Why isn’t Haya servicing NPLs as well as REO [real estate-owned]? Do banks prefer to give NPLs to other servicers?
8.
How competitive do you expect Sareb’s overall renewal process to be? I know one of the big servicers is already out of that process. When do you expect the result and how competitive might the outcome be?
9.
What range could the transaction fees be in? I think Haya talks about the average being 4.14% for the first nine months of 2021. Is that broadly in line with where you’d expect the Sareb renewal to be?
10.
Do brokers usually take around 3% of the fee?
11.
How might the potential composition of Sareb’s portfolio for (inaudible 30.42) compare to previous ones? Is there any difference in the assets likely to be serviced under the new contract?
12.
Do you think about Haya’s costs in relation to basis points on the transaction volume fee of 4%? Maybe 1.5- 2.5%, if that is already the agent fee. How would you contextualise the costs of collections or servicing? Do you do it on a variable basis?
13.
Haya talks about the Sareb contract constituting between 10% and 15% of revenue. We mentioned the management fee is there to cover the costs, and then you’ve got a broadly comparable transaction fee, so I would assume the EBITDA is less than that 10-15%. Is that a fair observation?
14.
How flexible is the cost base?

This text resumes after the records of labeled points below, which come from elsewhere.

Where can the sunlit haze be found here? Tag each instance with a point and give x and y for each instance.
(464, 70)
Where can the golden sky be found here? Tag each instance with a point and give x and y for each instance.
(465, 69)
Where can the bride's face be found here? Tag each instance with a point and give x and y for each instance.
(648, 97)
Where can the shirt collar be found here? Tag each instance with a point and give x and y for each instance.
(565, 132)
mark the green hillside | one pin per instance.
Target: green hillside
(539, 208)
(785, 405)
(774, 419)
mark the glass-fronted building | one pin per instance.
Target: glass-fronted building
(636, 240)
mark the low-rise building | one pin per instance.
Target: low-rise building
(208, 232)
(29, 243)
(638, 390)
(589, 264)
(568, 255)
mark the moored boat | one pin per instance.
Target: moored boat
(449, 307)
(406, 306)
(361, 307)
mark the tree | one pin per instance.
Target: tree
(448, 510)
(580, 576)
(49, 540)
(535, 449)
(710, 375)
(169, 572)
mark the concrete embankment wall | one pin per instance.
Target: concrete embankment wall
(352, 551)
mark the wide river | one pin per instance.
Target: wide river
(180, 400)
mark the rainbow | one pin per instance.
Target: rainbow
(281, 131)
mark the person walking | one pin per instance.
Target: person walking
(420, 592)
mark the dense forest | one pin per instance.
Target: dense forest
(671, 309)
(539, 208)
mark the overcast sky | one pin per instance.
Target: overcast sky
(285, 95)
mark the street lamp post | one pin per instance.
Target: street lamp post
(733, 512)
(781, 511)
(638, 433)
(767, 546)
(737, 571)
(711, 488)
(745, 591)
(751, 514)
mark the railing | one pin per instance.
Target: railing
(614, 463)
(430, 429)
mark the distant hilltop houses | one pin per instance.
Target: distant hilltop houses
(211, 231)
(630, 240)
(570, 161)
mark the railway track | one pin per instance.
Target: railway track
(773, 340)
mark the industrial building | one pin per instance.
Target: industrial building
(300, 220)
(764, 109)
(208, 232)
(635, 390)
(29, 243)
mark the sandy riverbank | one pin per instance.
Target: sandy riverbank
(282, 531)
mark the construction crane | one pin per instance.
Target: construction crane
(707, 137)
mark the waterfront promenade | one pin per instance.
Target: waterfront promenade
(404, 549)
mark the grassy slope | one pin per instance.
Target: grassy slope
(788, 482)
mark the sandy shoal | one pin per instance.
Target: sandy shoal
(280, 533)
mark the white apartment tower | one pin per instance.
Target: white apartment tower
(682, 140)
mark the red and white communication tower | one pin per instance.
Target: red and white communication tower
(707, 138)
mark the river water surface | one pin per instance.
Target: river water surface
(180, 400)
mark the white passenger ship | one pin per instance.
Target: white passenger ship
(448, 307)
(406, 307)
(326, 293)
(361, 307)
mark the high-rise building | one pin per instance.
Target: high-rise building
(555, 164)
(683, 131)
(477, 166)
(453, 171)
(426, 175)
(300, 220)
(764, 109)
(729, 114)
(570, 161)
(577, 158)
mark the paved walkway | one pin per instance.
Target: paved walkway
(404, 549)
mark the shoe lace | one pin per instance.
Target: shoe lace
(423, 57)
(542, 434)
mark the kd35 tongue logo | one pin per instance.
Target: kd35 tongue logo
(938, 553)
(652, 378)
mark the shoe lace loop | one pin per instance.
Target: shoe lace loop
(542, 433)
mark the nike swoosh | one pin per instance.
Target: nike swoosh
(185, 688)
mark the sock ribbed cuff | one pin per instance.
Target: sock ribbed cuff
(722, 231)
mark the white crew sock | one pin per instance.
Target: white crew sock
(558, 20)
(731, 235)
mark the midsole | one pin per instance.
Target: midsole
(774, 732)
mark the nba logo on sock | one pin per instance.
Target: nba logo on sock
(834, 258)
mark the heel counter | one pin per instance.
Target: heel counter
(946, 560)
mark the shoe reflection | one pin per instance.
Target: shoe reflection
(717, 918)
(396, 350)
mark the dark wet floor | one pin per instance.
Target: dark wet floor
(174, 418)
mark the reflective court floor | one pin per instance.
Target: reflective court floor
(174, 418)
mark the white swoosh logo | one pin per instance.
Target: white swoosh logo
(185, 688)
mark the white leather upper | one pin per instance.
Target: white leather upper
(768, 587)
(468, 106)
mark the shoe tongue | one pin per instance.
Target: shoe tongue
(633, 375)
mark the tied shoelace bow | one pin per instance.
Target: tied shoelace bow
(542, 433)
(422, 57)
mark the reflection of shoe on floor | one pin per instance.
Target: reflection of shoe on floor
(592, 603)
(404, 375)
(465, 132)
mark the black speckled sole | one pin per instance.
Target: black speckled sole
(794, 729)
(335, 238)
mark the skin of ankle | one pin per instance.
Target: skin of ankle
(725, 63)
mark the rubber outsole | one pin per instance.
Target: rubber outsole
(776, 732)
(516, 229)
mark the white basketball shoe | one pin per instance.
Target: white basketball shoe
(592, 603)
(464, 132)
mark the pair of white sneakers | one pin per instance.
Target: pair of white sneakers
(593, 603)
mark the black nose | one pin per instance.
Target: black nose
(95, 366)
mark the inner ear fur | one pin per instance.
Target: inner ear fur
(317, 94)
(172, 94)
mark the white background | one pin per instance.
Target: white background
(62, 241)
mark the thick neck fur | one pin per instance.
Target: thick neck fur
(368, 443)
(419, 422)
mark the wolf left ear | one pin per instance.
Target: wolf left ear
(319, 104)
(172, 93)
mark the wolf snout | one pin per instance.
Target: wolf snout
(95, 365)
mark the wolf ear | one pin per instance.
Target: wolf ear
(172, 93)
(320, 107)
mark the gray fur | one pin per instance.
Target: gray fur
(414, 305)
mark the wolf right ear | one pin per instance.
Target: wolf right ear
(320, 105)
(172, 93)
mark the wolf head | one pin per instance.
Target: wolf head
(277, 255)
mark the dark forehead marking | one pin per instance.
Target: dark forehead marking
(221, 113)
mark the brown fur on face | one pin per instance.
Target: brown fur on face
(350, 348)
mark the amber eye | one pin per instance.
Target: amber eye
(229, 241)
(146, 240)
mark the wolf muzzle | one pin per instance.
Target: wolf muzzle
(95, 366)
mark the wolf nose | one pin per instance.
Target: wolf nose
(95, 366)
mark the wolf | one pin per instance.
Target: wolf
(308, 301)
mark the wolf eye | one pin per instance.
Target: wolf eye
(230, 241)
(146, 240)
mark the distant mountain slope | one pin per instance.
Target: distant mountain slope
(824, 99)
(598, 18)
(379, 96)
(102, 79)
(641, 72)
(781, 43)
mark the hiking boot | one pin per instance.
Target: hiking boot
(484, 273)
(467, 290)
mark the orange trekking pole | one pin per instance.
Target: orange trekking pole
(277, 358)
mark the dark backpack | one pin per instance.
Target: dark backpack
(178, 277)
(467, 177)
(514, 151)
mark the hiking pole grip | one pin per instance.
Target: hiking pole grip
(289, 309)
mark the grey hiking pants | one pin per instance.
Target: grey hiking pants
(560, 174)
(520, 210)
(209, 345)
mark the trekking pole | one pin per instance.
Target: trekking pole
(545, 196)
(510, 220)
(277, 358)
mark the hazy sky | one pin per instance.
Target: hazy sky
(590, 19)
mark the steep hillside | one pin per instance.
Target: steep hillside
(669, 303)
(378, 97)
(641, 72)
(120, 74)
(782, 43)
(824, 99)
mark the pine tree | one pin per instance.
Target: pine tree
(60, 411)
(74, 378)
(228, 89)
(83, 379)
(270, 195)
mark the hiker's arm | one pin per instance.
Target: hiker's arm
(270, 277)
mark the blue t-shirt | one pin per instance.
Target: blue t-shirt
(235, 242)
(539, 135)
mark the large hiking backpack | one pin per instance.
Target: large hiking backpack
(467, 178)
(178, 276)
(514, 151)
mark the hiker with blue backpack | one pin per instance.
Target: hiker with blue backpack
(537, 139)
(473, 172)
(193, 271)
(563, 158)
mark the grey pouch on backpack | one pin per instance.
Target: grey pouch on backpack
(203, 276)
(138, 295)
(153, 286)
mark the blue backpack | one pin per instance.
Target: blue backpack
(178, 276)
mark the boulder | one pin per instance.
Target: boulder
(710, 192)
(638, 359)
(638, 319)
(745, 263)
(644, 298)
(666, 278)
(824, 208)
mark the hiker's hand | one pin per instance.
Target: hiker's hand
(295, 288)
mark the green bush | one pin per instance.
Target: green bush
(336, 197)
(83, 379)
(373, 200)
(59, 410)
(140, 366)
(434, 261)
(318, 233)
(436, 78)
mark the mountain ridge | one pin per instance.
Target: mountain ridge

If Haya didn’t retain the contract, which is about 40% of AUM, it won’t be 40% of the cost base dedicated to servicing that contract. How do you assess the cost base contribution? How quickly could that cost be taken out of the business if needed?
15.
What cost base contribution might the NPL platform be responsible for vs the REO business strategy?
16.
Are Haya’s NPL and REO businesses relatively separate? Would they be relatively easy to separate if somebody wanted to acquire Haya’s NPL servicing business only?
17.
How quickly could the cost base be resized if Haya didn’t retain or renew the Sareb business?
18.
How critical is the renewal of the Sareb business, reputational impact aside? You’re tying yourself into a contract with potentially less favourable economics and have to maintain the cost base to service that. Is it the worst thing in the world if Haya can’t retain that business?
19.
What is the likelihood of Haya having no contribution to the next Sareb contract? I suppose it’s unclear whether it would be the same volume as today.
20.
Does Sareb want the same number of servicers as previously? I thought it wanted fewer servicers.
21.
What are the benefits of Sareb only pursuing two servicers? I suppose that means the company’s servicers can be more competitive in pricing because it will have more volume.
22.
Do you think Haya’s current refi talks could influence Sareb’s decision? Obviously, it’s probably a question for Sareb, but do clients typically consider that kind of thing when making those decisions?
23.
Will Haya get a transaction fee on the Cajamar portfolio? It was around a EUR 0.5bn portfolio. Would you do EUR 0.5bn at the average 4% transaction fee, or would it be lower?
24.
How might consolidation play out given the context of the broader Sareb discussion?
25.
Are there more synergies with an NPL provider acquiring a REO servicer? You mentioned a possible synergy between Haya and Servihabitat. Are there many synergies when it’s a REO servicer acquiring a REO servicer?
26.
Would DoValue be an interesting partner for Haya?
27.
The last results on collections activity for receivables demonstrated a big change in working capital that apparently came from receivables per management discussion. Is that a sustainable change to the receivables process? Is this a short-term benefit that unwinds, or is it the receivables conversion you expect for the business?
28.
What is a more normalised cash conversion for servicers or Haya? Obviously, the recent cash conversion has been exceptional because of the receivables impact.
29.
How would Haya be impacted by the Unicaja-Liberbank merger, with Unicaja potentially servicing the Liberbank assets internally? Obviously, there’s a penalty for cancelling that contract.
30.
How keen will Haya be to lock up the Cajamar renewal?